Она представила себе, как пойдет в облисполком, а если понадобится — и в обком партии, выложит аргументы: культура всегда почему-то в загоне, культура — второй эшелон, от нее, видите ли, никакой финансовой прибыли, есть, правда, иная прибыль, да кто ж ее подсчитывает? И в каких единицах она выражается? И вот, выходит, — библиотека областного центра мало чем отличается от избы-читальни!
Ах, все это бледно и слабо. По-детски наивно. Ну, нажмет она на слова «областной центр», а что толку? Уже нажимали, когда город добивался нового стадиона! И что им ответили? «Проблема стадиона — кричащая, но есть проблемы вопящие». Тогда и родилась у них с Олейниченко идея: сунуться в министерство.

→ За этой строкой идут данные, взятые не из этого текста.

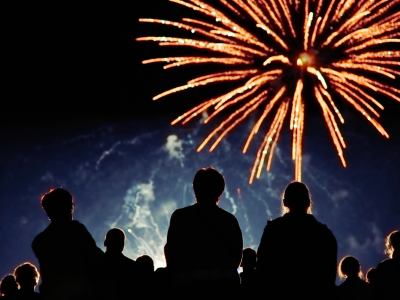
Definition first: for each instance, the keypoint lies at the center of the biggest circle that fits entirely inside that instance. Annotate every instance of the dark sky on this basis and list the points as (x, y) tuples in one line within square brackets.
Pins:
[(79, 60)]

Потом она подумала: а ведь область, как и город, исходит не из личного желания. Только наивные люди, вроде Мельника, могут по неведению оперировать словами «хотите», «не хотите». Область видит дальше и шире, чем город. И тоже исходит из необходимости, подсказанной жизнью. Выходит, каждый прав на своем месте?
И другие заботы одолевали ее. Осенью предстоит отчитываться перед областной комиссией по делам несовершеннолетних. А похвастаться нечем. Число правонарушений не уменьшается, приводов в детские комнаты милиции — тоже. Самая трудная проблема.
И о строящемся детском саде думала — пусковой объект, в декабре сдавать, и нервов еще потребует немало. Она знала, как это будет: в лучшем случае тридцать первого декабря подпишут акт приемки, а потом полгода уйдет на устранение недоделок. Тоже проблема не из легких.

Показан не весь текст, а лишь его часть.